Alerting on miss rate deviations
The last thing you want to do is to set up an alert that notifies you (email, Slack) when there's an anomaly in cache misses. Head to Sentry > Issues > Alerts, pick Performance Throughput, and create an alert with the following options:
Make sure you pick your project and environment correctly
You'd want to filter on
cache.hitbeingFalse, and on yourcache.keyas wellSet the thresholds to Anomaly
Start with High level of responsiveness, and tune later
For Direction of anomaly movement you'd want Above bounds only so you only get notified on cache miss increases
Lastly, define your action, whether you want an email to yourself, or your team, or a slack message in a specific channel
Name it and hit "Save Rule"
That's it. Now if you accidentally break the caching mechanism, it'll result in a flood of cache misses, and Sentry will pick it up and notify you about it. You're free to filter as you want, and create as many alerts as you want. cache.hit and cache.key are not the only attributes you can filter on. Play with the filter bar to figure out all the ways you can filter on.
Where to go from here
At this point, caching is working. The endpoint is faster, the database is protected, and you have a baseline Miss Rate that reflects normal behaviour. From here on, the work is less about adding caching, and more about making sure it keeps doing what it's supposed to do.

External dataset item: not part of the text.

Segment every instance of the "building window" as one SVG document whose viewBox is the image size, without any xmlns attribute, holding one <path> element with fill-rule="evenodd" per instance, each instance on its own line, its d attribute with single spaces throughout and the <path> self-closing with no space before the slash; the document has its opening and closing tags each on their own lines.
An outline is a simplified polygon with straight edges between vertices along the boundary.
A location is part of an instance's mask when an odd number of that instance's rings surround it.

The first thing to watch is Miss Rate deviations, not the absolute number. A stable line that suddenly jumps usually means something changed: a cache key bug, new filters or sorting, increased cardinality, or a TTL or invalidation mistake introduced during a deploy. Those changes tend to show up in cache metrics before users start complaining.

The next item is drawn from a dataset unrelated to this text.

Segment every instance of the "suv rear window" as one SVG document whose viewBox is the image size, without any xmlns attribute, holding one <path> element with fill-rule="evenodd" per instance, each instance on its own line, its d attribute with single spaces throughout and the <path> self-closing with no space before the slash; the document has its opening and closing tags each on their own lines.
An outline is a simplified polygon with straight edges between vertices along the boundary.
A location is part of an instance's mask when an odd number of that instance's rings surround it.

Next, always read Miss Rate together with latency. A higher Miss Rate that doesn't affect P95/P99 is usually harmless. A higher Miss Rate that brings the database spans back into the critical path is a regression worth acting on.
As you expand caching, keep an eye on Redis memory and evictions. Improving hit rates by caching more pages only helps if hot keys stay resident. Memory pressure that causes frequent evictions can quietly undo your gains and make cache behaviour unpredictable.
Finally, revisit cache boundaries as traffic evolves. Usage patterns change. What was a long-tail page last month may become hot after a product change or a new workflow. Cache strategies should evolve with real traffic, not stay frozen around initial assumptions.
If you treat cache metrics as guardrails (baseline Miss Rates, latency correlations, and post-deploy checks) caching becomes a stable part of your system instead of a fragile optimization you're afraid to touch.